L’obstination n’est pas un défaut de l’intelligence, car, s’il faut entendre par cette expression la résistance à une meilleure manière de voir, il y aurait contradiction à attribuer cette résistance au raisonnement qui ne doit normalement tendre qu’à la découverte de la vérité. L’obstination est un défaut de l’esprit. Cette inflexibilité de la volonté, cette irritabilité contre toute observation étrangère a sa base dans une sorte d’enivrement de soi-même qui porte l’homme à préférer à toute satisfaction celle de subordonner le jugement des autres et le sien propre à la seule autorité de son esprit. On pourrait dire de l’obstination qu’elle est une sorte de vanité, si elle n’était, en somme, d’un ordre un peu plus élevé ; la vanité, en effet, se contente de l’apparence, tandis que l’obstination entend réellement s’imposer.

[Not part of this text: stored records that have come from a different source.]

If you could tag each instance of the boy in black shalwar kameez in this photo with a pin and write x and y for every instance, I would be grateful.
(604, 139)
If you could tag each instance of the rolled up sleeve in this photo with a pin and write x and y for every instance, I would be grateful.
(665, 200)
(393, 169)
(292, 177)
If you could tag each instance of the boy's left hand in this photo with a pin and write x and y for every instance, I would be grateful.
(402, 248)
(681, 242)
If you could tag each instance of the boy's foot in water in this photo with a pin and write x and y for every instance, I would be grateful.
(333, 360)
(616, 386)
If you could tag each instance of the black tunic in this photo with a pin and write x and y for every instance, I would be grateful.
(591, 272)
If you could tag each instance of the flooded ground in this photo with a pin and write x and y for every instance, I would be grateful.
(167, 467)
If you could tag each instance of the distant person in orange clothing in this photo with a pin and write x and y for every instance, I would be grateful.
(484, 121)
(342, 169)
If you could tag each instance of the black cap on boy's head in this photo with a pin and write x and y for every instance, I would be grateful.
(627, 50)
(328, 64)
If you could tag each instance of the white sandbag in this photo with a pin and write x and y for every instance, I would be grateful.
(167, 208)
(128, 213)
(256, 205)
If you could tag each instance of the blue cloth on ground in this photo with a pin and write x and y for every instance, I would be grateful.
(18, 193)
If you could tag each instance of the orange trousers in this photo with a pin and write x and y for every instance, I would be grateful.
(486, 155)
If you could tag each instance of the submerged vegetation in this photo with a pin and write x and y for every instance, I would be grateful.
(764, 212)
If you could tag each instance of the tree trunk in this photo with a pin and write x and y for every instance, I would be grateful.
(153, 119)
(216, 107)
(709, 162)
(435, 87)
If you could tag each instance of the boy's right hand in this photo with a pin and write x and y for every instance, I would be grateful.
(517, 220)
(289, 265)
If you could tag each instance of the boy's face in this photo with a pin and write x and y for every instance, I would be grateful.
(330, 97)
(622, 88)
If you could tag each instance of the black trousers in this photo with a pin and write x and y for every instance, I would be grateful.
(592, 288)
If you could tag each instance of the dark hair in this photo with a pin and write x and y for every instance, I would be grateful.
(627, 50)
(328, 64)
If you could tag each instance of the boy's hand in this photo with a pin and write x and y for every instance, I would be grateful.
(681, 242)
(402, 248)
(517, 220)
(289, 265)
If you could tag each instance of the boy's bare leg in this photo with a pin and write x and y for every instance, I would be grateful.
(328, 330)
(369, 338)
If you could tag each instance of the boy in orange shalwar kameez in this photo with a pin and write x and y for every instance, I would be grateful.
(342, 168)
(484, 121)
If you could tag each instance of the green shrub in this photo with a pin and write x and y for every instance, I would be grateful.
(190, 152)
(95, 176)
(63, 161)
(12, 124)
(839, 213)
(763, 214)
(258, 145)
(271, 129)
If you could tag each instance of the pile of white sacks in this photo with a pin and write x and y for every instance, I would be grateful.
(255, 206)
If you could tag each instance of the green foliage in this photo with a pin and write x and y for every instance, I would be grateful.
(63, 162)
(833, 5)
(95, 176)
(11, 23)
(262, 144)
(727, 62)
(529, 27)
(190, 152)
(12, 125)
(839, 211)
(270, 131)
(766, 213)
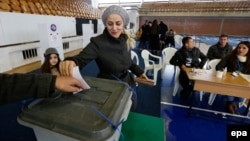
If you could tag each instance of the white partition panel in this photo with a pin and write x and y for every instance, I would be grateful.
(19, 27)
(87, 33)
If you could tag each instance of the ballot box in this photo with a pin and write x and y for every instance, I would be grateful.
(96, 114)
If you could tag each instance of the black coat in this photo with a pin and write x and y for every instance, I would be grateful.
(198, 58)
(16, 87)
(232, 66)
(217, 52)
(111, 55)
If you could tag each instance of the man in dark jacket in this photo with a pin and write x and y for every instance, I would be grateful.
(16, 87)
(187, 56)
(221, 49)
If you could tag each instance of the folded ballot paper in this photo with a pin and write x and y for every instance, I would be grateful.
(245, 76)
(77, 75)
(145, 81)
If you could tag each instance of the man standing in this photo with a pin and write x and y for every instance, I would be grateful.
(187, 56)
(221, 49)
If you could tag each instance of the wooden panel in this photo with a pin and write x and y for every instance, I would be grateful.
(204, 25)
(199, 25)
(36, 65)
(237, 26)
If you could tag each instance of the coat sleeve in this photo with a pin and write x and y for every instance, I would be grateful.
(177, 59)
(210, 54)
(203, 58)
(16, 87)
(222, 64)
(135, 69)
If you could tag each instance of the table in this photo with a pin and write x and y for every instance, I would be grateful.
(206, 80)
(140, 127)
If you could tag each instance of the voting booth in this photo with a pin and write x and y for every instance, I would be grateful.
(96, 114)
(50, 36)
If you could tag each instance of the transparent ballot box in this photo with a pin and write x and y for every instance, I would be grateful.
(96, 114)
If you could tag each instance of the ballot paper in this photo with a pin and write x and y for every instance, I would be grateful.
(77, 75)
(245, 76)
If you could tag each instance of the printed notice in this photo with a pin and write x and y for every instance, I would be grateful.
(78, 76)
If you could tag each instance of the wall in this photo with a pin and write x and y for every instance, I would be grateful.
(19, 32)
(236, 26)
(20, 27)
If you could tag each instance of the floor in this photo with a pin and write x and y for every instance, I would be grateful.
(203, 124)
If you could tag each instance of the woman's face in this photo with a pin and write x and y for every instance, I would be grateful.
(242, 50)
(53, 59)
(114, 24)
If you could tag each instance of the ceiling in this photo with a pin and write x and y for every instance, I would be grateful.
(136, 4)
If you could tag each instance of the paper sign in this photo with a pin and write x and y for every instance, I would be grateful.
(77, 75)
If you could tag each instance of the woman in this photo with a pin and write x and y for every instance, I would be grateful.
(110, 50)
(237, 61)
(51, 62)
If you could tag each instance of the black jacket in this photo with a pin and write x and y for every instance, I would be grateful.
(16, 87)
(217, 52)
(198, 58)
(111, 55)
(232, 66)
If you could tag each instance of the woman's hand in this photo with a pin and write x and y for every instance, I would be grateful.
(66, 67)
(68, 84)
(183, 67)
(143, 76)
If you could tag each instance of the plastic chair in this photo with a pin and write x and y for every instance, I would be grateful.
(211, 65)
(150, 64)
(135, 59)
(167, 54)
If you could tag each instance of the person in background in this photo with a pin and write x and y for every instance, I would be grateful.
(51, 62)
(15, 87)
(187, 56)
(154, 41)
(138, 34)
(144, 39)
(111, 50)
(220, 49)
(237, 61)
(163, 30)
(170, 38)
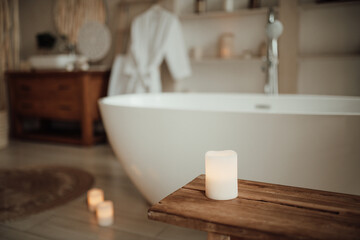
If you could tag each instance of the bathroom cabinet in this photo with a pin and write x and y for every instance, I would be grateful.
(43, 102)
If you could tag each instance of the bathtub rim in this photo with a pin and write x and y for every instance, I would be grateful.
(104, 101)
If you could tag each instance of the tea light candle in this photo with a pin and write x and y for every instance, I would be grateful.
(105, 213)
(221, 175)
(94, 196)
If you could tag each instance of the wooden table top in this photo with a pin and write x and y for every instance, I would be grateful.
(263, 211)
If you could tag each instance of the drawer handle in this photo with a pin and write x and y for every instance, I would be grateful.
(25, 88)
(63, 87)
(65, 107)
(26, 106)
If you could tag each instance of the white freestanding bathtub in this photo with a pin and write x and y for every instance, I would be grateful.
(297, 140)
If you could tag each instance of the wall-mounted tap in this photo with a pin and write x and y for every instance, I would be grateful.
(274, 29)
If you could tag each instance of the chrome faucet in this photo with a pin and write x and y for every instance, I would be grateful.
(274, 29)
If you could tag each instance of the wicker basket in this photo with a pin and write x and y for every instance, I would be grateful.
(4, 136)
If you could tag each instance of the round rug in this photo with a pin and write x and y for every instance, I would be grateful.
(31, 190)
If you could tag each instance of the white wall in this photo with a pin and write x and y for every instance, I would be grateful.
(332, 31)
(329, 50)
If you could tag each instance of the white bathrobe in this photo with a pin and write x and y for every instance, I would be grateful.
(155, 35)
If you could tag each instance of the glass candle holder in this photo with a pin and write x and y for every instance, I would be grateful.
(105, 213)
(94, 197)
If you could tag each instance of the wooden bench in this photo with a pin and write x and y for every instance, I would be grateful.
(262, 211)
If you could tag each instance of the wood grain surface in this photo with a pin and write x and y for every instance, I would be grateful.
(263, 211)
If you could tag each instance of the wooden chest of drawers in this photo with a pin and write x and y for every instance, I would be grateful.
(57, 96)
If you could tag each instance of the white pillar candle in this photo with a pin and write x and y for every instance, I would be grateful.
(221, 175)
(228, 5)
(95, 196)
(105, 213)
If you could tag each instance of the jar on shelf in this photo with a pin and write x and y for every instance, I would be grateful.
(200, 6)
(226, 45)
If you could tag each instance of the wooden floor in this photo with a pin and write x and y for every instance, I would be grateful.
(73, 220)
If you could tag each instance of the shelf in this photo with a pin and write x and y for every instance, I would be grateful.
(310, 6)
(217, 59)
(223, 14)
(329, 56)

La force de caractère disparaît et devient de l’obstination dès qu’on résiste à l’opinion des autres par esprit de contradiction, et non parce que l’on a foi dans la valeur d’un principe supérieur ou confiance en sa propre conviction. Cette définition, nous le reconnaissons, n’est d’aucune utilité pratique, mais elle empêchera du moins de considérer l’obstination comme une simple exagération de la force de caractère. Bien que ces deux aptitudes soient voisines et aient entre elles certains points de contact, elles sont cependant de natures essentiellement différentes, et l’on rencontre même des hommes très obstinés qui, en raison du peu d’étendue de leur intelligence, ne sont doués que de peu d’énergie morale.